Reversing Collection Membership

Background

In Hydra::PCDM, Hydra::Works, and CurationConcerns, Collections link to their member Objects using pcdm:hasMember.  In Fedora 4, this is implemented as an IndirectContainer which contains a proxy for each member Object.  When the RDF for the Collection is retrieved, those proxies are followed to the member Objects, which are used to generate the membership triples (<col1> pcdm:hasMember <obj1>).

Processing each individual proxy takes only a few milliseconds, but since Collections can have thousands or tens of thousands of members, that can add up to 30+ seconds to retrieve a Collection with 10,000 members.

See Real World Performance for more information on the underlying issue and discussion about it in the Fedora context.  It's also worth noting that there is ongoing performance work in Fedora, which may improve the performance of listing members.  There may also be other ways of working around the performance issues, such as background indexing.

Using pcdm:memberOf

PCDM provides reciprocal predicates for linking from an Object to the Collections it is a member of, (<obj1> pcdm:memberOf <col1>).  Reversing Collection membership to link from Objects to Collections avoids the issue of having a large number of proxies to follow, since an Object is typically only a member of a small number of Collections.  Using memberOf Collection membership for the 10,000 members discussed above resulted in a Collection and individual Objects that could all be retrieved in less than a second.

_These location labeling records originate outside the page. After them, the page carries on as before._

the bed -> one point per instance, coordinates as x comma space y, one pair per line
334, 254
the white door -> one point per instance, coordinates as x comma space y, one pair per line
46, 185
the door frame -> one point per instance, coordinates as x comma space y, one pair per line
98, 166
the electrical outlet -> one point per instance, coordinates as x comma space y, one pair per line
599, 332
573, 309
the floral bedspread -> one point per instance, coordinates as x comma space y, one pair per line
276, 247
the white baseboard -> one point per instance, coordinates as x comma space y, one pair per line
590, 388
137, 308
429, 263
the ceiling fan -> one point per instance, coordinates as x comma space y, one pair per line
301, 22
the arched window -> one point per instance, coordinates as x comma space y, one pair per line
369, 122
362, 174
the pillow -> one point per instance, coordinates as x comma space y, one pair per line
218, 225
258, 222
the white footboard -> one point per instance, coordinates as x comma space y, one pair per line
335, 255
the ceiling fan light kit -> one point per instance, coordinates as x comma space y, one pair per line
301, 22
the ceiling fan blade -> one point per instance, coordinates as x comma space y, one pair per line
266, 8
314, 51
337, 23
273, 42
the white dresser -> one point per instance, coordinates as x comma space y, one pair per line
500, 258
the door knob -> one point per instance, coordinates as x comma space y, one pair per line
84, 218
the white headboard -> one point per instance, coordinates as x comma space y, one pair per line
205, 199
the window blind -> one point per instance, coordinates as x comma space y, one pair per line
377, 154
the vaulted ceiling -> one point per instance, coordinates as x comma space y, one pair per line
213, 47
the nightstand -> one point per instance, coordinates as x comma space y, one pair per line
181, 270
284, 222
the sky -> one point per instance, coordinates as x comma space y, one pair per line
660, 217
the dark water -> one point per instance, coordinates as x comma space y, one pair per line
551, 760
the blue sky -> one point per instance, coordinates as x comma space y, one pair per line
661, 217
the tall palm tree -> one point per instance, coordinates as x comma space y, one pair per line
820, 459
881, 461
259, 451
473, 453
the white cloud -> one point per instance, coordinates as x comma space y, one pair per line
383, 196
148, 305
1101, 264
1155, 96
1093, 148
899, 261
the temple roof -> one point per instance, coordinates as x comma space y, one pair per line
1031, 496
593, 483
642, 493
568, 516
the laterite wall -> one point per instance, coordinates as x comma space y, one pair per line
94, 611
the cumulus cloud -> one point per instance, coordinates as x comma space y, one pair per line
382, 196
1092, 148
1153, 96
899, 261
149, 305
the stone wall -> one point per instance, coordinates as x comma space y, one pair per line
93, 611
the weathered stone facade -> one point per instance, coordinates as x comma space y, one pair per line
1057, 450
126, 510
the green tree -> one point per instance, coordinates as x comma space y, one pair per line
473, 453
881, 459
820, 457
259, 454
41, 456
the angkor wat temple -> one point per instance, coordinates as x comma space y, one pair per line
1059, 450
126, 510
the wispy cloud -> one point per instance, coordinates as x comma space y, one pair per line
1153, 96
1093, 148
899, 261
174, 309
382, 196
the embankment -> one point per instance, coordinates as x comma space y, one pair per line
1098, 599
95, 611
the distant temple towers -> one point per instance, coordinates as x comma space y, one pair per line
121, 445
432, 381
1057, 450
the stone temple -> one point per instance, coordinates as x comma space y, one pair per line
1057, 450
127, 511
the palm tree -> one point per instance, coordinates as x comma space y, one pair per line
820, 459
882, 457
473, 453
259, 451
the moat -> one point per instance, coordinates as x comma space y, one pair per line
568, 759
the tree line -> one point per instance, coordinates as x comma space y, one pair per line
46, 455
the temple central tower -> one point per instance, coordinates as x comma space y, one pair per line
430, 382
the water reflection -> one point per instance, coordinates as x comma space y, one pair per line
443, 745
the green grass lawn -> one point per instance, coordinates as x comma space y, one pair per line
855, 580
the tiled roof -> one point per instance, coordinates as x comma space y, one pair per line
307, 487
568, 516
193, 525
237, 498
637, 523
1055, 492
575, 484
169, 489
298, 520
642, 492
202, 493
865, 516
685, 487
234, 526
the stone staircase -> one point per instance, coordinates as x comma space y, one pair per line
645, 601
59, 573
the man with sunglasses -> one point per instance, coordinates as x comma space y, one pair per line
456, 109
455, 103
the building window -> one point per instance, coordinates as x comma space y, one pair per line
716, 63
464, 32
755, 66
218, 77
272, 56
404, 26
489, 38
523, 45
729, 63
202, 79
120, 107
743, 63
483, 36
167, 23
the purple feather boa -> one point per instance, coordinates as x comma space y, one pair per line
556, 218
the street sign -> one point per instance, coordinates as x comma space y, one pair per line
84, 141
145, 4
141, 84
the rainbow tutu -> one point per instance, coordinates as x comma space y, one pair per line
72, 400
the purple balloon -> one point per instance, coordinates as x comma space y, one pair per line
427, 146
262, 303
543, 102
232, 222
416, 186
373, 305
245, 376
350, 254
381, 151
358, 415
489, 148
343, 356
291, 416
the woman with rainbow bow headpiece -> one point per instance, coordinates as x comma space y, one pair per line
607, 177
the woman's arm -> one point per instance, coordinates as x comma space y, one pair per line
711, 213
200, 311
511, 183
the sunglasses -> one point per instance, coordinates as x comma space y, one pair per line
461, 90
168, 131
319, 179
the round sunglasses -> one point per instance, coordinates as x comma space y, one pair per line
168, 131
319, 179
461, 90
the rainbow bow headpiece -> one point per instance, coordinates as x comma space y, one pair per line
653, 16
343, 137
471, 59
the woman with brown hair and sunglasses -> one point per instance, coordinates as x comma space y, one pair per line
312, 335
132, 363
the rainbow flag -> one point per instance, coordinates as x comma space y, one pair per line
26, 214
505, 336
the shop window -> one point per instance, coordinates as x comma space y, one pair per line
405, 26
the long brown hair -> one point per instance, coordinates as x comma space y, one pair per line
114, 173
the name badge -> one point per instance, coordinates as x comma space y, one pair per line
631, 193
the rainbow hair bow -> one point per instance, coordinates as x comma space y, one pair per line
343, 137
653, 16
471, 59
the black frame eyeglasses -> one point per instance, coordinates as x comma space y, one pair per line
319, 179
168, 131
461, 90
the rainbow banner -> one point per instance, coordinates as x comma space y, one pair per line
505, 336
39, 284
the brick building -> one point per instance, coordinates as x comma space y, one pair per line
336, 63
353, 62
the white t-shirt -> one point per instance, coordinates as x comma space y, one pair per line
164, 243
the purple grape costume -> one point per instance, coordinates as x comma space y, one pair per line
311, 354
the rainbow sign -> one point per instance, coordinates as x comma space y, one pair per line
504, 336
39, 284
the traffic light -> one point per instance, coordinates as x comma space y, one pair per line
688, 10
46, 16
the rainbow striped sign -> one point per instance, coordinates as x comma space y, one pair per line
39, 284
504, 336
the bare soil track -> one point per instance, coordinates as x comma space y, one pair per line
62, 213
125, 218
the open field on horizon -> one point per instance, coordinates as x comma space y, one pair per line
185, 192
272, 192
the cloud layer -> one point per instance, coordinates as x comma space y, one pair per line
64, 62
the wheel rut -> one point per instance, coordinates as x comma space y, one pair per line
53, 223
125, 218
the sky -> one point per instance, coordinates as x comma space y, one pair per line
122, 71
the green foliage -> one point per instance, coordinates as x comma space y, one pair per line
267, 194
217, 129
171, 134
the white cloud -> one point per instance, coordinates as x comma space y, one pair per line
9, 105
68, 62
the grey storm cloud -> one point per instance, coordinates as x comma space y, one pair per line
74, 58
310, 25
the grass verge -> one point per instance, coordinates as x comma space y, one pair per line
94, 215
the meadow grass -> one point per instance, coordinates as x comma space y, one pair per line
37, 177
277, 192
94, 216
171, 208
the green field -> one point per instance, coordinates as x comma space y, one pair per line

One downside to using pcdm:memberOf is that it is harder to get a list of all the Objects in a Collection.  This will typically be handled by indexing all of the Objects in Solr, including their Collection membership.  This provides a fast way to list the Collection's members.  If the Objects aren't indexed in Solr or the index is inconsistent for some reason, the Collection can be retrieved from Fedora with the InboundReferences Prefer header.  This is slow, but would typically only be needed to rebuild a Collection index.

Implementation

A proof-of-concept implementation is available demonstrating using pcdm:memberOf to link from Objects to Collections:

This code is available as a starting point for adoption in your applications.

Outstanding Questions

  • Does this replace hasMember Collection membership, or should we have both kinds of Collection membership?
    • For example, if there are some scenarios where one Object might be present in a large number of Collections (such as a popular item in many user Collections).
    • Ordered collections might need to use hasMember in order to have a place to encode the order.
  • If we keep both kinds of Collection membership, should the two kinds of members be grouped together, or kept separate?
  • If separate, how do we clearly label the different types of Collection and member lists
    • HasMemberCollection vs. MemberOfCollection?
    • UserCollection vs. DisplayCollection?
    • Something else?
  • If Fedora performance improves, do we keep using hasMember Collections?  Or are there other reasons to have memberOf Collections?